U.S. Says Nigeria Currency Policies Hurt Trade, Manufacturing

  • Polices are a `barrier to trade,' says U.S. Commerce Secretary
  • Signs of factories laying off workers, says Pritzker

Foreign-exchange controls implemented by Nigeria’s government over the past year are hindering the ability of U.S. companies to do business in Africa’s largest economy, according to Commerce Secretary Penny Pritzker.

U.S. companies have “been quite explicit it’s a barrier to trade,” Pritzker said in an interview in the Nigerian commercial capital, Lagos on Monday.

The policies also hurt Nigerian manufacturers because they import about 52 percent of their inputs and need dollars to pay for those, she said. Pritzker will raise the issue with Nigerian President Muhammadu Buhari and Vice President Yemi Osinbajo in Abuja, the capital, on Tuesday.

Nigeria’s central bank, with Buhari’s backing, has tried stop the currency weakening amid a rout in prices of oil, which provides Africa’s largest crude producer with almost all export earnings, by restricting imports and foreign exchange trading.

The regulator has effectively pegged the naira at 197-199 since March.

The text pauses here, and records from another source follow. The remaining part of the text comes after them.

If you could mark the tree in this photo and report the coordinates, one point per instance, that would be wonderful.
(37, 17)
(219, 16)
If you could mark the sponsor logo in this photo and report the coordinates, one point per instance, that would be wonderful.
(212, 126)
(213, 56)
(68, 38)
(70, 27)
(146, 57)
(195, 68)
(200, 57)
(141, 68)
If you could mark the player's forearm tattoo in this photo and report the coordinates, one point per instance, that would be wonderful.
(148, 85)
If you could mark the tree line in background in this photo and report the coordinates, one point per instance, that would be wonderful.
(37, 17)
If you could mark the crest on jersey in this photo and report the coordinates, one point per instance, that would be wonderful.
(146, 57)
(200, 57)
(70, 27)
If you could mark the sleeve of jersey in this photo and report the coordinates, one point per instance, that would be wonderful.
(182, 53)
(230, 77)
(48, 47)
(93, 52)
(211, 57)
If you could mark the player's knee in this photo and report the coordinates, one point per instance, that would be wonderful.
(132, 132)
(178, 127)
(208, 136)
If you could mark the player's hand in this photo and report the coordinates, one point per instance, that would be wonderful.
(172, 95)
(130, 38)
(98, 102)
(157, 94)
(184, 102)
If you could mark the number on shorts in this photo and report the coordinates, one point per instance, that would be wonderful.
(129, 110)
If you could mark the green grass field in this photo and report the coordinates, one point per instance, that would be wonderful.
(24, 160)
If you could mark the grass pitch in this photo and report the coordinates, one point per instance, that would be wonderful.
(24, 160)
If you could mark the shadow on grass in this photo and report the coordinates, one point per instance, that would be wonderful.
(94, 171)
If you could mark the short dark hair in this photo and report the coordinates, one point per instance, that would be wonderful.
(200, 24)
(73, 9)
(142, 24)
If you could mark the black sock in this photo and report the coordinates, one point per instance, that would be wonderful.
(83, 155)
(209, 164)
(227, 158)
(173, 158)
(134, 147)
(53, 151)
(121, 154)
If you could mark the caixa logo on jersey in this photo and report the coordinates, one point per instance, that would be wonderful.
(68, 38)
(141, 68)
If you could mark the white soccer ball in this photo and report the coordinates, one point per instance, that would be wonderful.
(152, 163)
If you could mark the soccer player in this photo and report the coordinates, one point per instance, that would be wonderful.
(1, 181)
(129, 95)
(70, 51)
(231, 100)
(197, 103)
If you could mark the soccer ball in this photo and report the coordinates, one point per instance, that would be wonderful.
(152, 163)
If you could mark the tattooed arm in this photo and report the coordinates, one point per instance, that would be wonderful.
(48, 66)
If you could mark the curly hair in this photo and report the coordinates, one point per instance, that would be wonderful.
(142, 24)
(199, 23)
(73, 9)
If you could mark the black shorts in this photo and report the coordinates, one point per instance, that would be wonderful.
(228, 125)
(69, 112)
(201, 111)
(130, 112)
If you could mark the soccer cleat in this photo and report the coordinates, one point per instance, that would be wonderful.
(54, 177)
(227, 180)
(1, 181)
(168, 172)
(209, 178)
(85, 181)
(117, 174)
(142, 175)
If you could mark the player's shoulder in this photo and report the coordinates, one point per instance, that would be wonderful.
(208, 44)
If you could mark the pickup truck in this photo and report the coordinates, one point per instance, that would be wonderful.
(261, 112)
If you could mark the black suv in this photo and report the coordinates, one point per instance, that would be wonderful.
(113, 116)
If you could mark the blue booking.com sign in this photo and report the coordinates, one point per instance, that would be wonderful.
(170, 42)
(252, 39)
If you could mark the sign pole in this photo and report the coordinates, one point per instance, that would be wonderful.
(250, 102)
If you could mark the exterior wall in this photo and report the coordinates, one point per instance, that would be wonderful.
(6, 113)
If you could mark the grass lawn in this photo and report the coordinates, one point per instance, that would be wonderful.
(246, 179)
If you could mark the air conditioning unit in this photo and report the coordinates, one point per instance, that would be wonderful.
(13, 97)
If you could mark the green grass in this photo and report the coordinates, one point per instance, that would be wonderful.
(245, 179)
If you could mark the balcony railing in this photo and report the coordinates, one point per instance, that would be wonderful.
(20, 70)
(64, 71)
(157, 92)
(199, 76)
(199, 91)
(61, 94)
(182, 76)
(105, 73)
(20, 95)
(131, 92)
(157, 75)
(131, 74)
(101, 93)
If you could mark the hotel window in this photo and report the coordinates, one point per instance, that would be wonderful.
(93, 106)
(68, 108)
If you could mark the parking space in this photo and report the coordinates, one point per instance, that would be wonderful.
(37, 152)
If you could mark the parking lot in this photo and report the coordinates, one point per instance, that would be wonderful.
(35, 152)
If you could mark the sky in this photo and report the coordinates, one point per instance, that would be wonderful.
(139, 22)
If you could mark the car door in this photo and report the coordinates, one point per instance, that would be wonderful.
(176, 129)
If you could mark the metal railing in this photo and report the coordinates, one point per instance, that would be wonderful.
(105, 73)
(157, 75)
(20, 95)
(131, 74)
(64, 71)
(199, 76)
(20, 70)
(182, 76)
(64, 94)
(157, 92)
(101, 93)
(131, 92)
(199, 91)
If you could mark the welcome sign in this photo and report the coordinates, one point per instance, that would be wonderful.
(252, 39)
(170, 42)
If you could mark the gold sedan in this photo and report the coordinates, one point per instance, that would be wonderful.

Foreign investors have sold naira bonds and stocks to avoid a devaluation they see as all but inevitable. Forwards prices suggest the currency will weaken 20 percent to 249.5 per dollar in three months, while the black market rate fell to a record 305 this month.

“It sounds like you’re starting to see factory lay-offs,” Pritzker said. “That’s not good for Nigeria. And, of course, President Buhari is focused on inclusive growth. So, pointing out some of the contradictions between objectives and policies is part of the conversation we’ll have.”